The day began dark, with thundering rumbling across the morning sky and a digital warning that lightning had struck nearby. But by the time I had showered and prepared to take my friend, Tory, to the ferry, the skies had cleared; it was the beginning of a sun kissed Vineyard day.
I sit, at this moment, at the bar at BTB [Behind the Bookstore], sipping a summer concoction by Colin, mixologist extraordinaire. When I have sipped it to conclusion, I will gather myself, the coffee I’ve purchased, my newest book [“Little French Bistro”] and head back to my “Best Most Exotic Marigold Hotel” guest house, read and head off for an early night.
Tonight is “Illumination Night” on the Vineyard, when all the gingerbread houses in the MV Camp Meeting Association are strung with hundreds of lanterns of every variety, lit at dark, creating something that Disney has tried to accomplish but can’t fully. The porches of the homes are populated by their residents. My favorites from a couple of years ago were a husband and wife, actors retired from Broadway, dressed in 19th Century garb, talking of all the things they have seen and done, a black lab curled quietly at their feet.

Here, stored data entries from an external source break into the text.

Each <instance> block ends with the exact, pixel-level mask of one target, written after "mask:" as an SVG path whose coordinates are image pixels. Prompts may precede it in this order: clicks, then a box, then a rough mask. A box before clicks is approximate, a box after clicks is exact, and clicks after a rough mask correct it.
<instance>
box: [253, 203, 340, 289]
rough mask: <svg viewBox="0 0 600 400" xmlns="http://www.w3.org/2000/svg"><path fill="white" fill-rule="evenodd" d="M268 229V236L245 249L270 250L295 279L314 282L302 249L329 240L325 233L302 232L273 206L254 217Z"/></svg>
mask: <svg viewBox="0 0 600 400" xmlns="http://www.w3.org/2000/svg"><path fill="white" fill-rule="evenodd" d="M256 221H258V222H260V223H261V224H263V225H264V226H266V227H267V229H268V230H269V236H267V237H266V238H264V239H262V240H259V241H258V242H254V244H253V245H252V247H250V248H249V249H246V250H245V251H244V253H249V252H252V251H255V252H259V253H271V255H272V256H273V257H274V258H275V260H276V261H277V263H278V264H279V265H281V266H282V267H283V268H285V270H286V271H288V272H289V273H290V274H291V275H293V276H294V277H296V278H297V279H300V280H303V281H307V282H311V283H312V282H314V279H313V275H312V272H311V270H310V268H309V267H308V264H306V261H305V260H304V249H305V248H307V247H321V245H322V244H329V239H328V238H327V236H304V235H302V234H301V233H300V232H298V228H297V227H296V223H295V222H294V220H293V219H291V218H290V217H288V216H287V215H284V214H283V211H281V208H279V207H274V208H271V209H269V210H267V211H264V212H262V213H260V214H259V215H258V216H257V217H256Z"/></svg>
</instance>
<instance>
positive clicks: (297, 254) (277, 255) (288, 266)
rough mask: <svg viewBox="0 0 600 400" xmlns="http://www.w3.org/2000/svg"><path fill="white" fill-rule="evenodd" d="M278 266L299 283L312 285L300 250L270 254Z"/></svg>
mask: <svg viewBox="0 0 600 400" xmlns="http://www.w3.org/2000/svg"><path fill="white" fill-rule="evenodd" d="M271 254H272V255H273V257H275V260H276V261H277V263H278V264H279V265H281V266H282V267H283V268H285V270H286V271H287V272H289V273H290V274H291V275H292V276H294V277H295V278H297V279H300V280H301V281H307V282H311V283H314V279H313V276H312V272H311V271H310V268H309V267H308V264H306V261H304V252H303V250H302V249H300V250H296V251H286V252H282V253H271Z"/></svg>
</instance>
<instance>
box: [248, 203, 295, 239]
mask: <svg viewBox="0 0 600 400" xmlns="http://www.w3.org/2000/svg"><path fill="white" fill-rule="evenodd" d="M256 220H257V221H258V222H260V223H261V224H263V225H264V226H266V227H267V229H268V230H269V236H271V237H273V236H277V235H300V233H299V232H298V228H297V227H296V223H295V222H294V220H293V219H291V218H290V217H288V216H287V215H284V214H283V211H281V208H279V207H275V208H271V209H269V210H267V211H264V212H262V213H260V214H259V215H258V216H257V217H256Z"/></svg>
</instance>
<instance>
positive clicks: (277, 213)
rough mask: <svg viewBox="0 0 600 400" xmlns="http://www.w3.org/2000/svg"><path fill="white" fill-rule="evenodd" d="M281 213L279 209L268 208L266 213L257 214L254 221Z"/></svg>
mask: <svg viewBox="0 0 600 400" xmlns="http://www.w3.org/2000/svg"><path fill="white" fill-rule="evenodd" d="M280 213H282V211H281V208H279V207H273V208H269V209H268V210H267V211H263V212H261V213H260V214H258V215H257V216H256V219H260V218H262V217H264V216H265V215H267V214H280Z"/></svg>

Friday there will be fireworks. And then “the season” will begin to crawl to an end. Yesterday we did a book signing for “Nine Irish Lives” at a grand house near the Harbor View Hotel, a book edited by Mark Bailey and one of whose contributors was Mark Shriver. It was a gaggle of Kennedys and Shrivers, a group that looks alike and sounds alike and made me think they were all one big tribe.
Leaving them, I met Tory at the Harbor View and had a lovely late dinner at a table looking out toward the lighthouse, especially enjoying the lobster tacos.
Around me the world swirls and I keep to reading about it as opposed to listening to it – so much quieter. The Donald and Omarosa are sinking their verbal teeth into each other, carrying the Trump Reality Presidency to new ratings highs.
Trump has also revoked security clearance for John Brennan, a former C.I.A. Director who has been highly critical of the current President. Some Democrats are raising the specter of a “Nixonian” enemies list.
Manafort’s trial is drawing to a close without the defense bringing in a single witness, believing it had done its job in cross examinations.
The Vatican is slow to respond to a report about sexual abuse by priests in Pennsylvania that boggles the mind [not to mention the churns it gives to the stomach], dating back seventy years. It is a crisis that has been brewing for decades, if not centuries and is raging in both North and South America and in Europe and, probably, everywhere there have been priests.
Bouncing off that darkness, there was an article yesterday about how sex robots could be good for marriage, which conjured up the world of Asimov’s “I, Robot” and “The Caves of Steel.” History and the future are bumping into each other.
And, whether we like it or not, robots are coming. Hopefully not for us but to help us.
The day on the Vineyard is ending. The sky is now Dove grey.
My morning will be spent finding a cookbook which has arrived on the island but is in UPS limbo and we need it by 11:30 for a signing at the Harbor View Hotel, a place I have grown to know much more than I would have thought because we have been doing multiple book signings there.
My first night on the island was spent at the Harbor View while my brother and his wife were here, visiting the Vineyard for the first time. Sebastian, who mans the front desk, still remembers my name from that brief encounter. A memory like that rocks the brain.
Classical music plays; a bird chirps off my deck and another Vineyard day ends. Not bad. All my problems today are white wine problems; I could be living in a suburb of Damascus being bombed every day. Remember that when you are really frustrated; gives life a certain perspective.